Kari is a member of the Norse group of moons, which orbit Saturn at mean distances ranging from 12 to 24 million km, at inclinations between 136° and 176° from the plane of Saturn's equator, and with eccentricities between 0.12 and 0.77. (A satellite's eccentricity is a number between 0 and 1 which describes the shape of the orbit. The closer to 0, the more circular it is; the closer to 1, the more elongated.)
The Norse moons all have retrograde orbits (they travel around Saturn in the opposite direction from the planet's rotation). That and their deviations from circular orbits and from the plane of Saturn's equator classify them as "irregular" satellites. Like Saturn's other irregular moons, they are thought to be objects that were captured by Saturn's gravity, rather than having accreted from the dusty disk that surrounded the newly formed planet as the regular satellites are thought to have done.
Unlike the Gallic and Inuit groups of Saturn's moons, the wide range of distances, inclinations and eccentricities among moons in the Norse group suggest that they are not the pieces of a single original object that shattered in a collision, but they may be the pieces of several such "original" objects.

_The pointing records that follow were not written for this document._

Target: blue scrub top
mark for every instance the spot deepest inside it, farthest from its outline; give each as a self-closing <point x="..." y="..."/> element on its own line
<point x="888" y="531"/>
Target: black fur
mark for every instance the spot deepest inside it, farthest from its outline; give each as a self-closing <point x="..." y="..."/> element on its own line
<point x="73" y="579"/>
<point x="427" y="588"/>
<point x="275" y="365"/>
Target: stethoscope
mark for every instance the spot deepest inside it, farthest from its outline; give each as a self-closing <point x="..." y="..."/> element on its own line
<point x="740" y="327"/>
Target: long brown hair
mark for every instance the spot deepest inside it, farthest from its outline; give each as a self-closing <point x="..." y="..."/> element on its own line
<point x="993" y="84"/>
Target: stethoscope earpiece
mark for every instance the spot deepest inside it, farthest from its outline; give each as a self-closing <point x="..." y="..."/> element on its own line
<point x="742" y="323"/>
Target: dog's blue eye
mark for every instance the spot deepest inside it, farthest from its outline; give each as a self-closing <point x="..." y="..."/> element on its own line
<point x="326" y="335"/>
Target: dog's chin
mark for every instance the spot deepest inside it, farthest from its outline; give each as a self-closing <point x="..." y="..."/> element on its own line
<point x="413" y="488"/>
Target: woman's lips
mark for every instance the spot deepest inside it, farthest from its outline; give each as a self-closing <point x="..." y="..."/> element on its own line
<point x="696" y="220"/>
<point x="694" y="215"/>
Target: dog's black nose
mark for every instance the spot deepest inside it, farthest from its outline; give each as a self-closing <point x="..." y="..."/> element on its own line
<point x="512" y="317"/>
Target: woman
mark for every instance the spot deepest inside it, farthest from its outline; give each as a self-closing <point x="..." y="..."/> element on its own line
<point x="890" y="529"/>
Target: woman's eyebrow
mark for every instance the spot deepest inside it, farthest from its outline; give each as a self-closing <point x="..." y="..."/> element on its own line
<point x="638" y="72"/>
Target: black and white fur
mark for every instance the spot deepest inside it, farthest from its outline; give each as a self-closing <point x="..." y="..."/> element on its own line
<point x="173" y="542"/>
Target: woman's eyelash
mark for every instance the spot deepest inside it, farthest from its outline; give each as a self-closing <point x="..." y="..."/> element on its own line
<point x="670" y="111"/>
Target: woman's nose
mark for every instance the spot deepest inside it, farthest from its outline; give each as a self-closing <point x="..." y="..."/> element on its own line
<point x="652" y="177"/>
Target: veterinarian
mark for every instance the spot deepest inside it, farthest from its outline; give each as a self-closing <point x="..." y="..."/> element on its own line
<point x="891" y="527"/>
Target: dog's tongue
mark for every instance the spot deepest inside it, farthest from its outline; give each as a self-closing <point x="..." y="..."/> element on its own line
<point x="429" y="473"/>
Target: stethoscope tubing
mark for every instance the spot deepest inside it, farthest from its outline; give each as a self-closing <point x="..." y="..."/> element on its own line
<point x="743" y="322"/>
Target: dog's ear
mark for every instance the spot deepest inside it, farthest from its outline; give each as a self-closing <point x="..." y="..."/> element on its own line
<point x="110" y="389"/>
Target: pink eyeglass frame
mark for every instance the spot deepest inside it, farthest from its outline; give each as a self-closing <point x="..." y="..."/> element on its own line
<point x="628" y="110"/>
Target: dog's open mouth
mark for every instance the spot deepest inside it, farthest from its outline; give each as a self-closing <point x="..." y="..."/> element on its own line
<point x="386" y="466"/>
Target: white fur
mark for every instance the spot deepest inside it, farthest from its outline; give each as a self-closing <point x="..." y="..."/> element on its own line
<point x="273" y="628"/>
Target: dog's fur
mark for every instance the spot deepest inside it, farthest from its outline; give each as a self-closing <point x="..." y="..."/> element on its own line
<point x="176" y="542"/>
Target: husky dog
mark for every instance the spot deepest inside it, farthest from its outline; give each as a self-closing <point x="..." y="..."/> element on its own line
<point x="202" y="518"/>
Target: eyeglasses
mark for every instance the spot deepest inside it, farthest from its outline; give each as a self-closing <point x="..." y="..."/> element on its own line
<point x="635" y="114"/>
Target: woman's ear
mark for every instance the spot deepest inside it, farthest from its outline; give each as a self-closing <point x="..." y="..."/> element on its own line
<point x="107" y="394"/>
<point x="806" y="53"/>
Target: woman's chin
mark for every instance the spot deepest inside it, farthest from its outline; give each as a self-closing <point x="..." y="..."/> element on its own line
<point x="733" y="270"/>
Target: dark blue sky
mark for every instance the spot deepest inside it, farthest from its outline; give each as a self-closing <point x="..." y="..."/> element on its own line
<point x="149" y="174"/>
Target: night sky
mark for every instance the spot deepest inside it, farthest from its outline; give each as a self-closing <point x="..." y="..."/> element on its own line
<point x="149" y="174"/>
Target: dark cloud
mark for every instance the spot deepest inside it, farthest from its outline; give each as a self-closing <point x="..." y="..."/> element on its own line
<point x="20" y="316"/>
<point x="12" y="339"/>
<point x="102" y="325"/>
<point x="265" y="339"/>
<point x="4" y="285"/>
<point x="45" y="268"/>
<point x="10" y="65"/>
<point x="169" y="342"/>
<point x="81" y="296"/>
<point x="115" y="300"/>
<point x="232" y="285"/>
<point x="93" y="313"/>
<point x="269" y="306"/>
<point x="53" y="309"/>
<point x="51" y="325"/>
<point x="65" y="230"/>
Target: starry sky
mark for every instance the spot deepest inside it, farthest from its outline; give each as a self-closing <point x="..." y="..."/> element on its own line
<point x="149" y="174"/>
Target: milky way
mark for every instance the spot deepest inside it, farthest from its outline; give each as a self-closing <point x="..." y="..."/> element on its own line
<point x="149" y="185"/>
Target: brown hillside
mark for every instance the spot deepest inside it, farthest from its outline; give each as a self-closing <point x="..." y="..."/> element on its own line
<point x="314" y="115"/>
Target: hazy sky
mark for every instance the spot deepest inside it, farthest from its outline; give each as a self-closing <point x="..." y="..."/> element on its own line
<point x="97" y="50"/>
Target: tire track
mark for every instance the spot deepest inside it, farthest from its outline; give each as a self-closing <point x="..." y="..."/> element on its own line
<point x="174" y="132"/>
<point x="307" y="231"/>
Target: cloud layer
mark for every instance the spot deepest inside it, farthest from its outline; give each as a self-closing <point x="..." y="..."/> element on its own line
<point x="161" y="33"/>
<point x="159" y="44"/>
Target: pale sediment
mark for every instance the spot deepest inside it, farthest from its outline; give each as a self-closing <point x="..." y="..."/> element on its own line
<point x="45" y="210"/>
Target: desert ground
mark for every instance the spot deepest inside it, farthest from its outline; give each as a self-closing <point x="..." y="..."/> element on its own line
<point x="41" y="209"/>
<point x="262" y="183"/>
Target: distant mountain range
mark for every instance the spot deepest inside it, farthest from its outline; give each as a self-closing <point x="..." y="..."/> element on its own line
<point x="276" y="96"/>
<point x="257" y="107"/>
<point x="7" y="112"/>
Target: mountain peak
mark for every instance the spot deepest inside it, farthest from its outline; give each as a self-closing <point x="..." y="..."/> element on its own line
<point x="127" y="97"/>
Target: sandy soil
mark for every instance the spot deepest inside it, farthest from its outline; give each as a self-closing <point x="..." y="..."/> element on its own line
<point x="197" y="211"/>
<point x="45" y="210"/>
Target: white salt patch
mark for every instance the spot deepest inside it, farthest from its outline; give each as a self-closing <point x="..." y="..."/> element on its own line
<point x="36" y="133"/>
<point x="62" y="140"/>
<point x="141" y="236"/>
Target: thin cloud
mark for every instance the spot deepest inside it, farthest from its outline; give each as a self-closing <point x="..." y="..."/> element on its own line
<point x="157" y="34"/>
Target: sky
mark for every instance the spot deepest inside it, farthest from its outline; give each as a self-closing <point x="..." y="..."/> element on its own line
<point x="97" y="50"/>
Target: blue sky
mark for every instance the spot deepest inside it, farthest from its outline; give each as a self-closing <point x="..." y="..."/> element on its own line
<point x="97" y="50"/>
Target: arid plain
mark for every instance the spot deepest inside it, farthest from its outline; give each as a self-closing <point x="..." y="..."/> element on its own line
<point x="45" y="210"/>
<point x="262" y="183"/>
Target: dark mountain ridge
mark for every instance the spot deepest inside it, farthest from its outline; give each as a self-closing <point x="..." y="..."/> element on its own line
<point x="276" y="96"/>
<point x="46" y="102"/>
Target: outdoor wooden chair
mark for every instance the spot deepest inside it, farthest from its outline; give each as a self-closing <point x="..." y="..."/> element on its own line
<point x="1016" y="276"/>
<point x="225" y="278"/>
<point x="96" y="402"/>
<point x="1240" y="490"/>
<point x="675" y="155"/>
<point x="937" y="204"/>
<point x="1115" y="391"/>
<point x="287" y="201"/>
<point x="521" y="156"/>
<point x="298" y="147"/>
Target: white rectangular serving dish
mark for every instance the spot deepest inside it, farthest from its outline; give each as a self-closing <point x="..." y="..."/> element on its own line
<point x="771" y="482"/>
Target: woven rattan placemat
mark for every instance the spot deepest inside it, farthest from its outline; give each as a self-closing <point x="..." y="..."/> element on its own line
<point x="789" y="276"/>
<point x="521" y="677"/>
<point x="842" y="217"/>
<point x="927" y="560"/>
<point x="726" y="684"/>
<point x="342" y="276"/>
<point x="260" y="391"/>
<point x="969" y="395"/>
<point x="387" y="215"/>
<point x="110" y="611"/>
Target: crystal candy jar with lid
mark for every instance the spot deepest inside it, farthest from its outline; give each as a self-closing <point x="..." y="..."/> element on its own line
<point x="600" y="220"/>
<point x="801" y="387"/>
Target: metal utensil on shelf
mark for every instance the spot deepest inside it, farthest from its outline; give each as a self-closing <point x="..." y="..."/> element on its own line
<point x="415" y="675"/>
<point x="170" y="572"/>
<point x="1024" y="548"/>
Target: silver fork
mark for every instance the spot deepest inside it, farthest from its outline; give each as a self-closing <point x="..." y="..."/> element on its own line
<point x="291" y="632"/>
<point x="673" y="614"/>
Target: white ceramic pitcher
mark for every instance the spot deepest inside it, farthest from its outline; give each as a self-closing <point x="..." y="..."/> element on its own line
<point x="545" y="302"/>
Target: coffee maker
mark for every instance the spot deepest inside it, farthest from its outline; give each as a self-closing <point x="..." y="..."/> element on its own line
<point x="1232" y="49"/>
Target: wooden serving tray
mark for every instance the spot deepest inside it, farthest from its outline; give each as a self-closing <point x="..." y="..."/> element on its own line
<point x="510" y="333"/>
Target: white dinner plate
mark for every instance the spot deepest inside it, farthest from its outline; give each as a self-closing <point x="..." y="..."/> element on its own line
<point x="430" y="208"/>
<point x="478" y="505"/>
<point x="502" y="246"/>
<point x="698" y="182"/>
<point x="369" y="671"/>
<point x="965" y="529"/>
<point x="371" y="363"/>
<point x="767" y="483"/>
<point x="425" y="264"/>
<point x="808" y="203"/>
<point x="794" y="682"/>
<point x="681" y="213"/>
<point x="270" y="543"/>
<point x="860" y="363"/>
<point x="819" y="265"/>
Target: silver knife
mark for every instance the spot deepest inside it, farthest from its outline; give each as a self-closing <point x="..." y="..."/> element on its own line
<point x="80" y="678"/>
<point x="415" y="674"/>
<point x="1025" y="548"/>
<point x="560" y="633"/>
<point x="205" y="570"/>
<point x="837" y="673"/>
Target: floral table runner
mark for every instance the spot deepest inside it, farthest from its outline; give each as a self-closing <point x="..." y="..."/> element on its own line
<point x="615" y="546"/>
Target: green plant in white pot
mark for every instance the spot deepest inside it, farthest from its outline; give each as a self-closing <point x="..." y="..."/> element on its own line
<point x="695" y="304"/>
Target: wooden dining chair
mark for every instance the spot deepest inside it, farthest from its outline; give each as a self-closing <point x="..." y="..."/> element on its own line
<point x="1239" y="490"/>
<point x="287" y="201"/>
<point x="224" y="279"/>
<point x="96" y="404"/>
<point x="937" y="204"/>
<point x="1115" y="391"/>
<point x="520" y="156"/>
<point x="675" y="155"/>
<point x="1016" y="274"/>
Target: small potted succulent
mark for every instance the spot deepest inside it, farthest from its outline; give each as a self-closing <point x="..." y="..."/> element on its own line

Kari appears to be a member of a subgroup that also includes Skathi, Skoll, Hyrrokkin, S/2006 S1, Farbauti, Bergelmir, and S/2006 S3.
Kari has a mean radius of about 3.0 km, assuming an albedo of 0.04. It orbits Saturn at an inclination of about 156° and an eccentricity of about 0.5. At a mean distance of 22.1 million km from Saturn, the satellite takes about 1231 Earth days to complete one orbit.
Kari was discovered on 6 March 2006 by Scott S. Sheppard, David C. Jewitt and Jan T. Kleyna, based on data obtained with the Subaru 8.3-m reflector telescope on Mauna Kea, Hawaii, during the months of January to April, 2006.
How Kari Got its Name:
Originally called S/2006 S2, Kari was named for a wind giant in Norse mythology.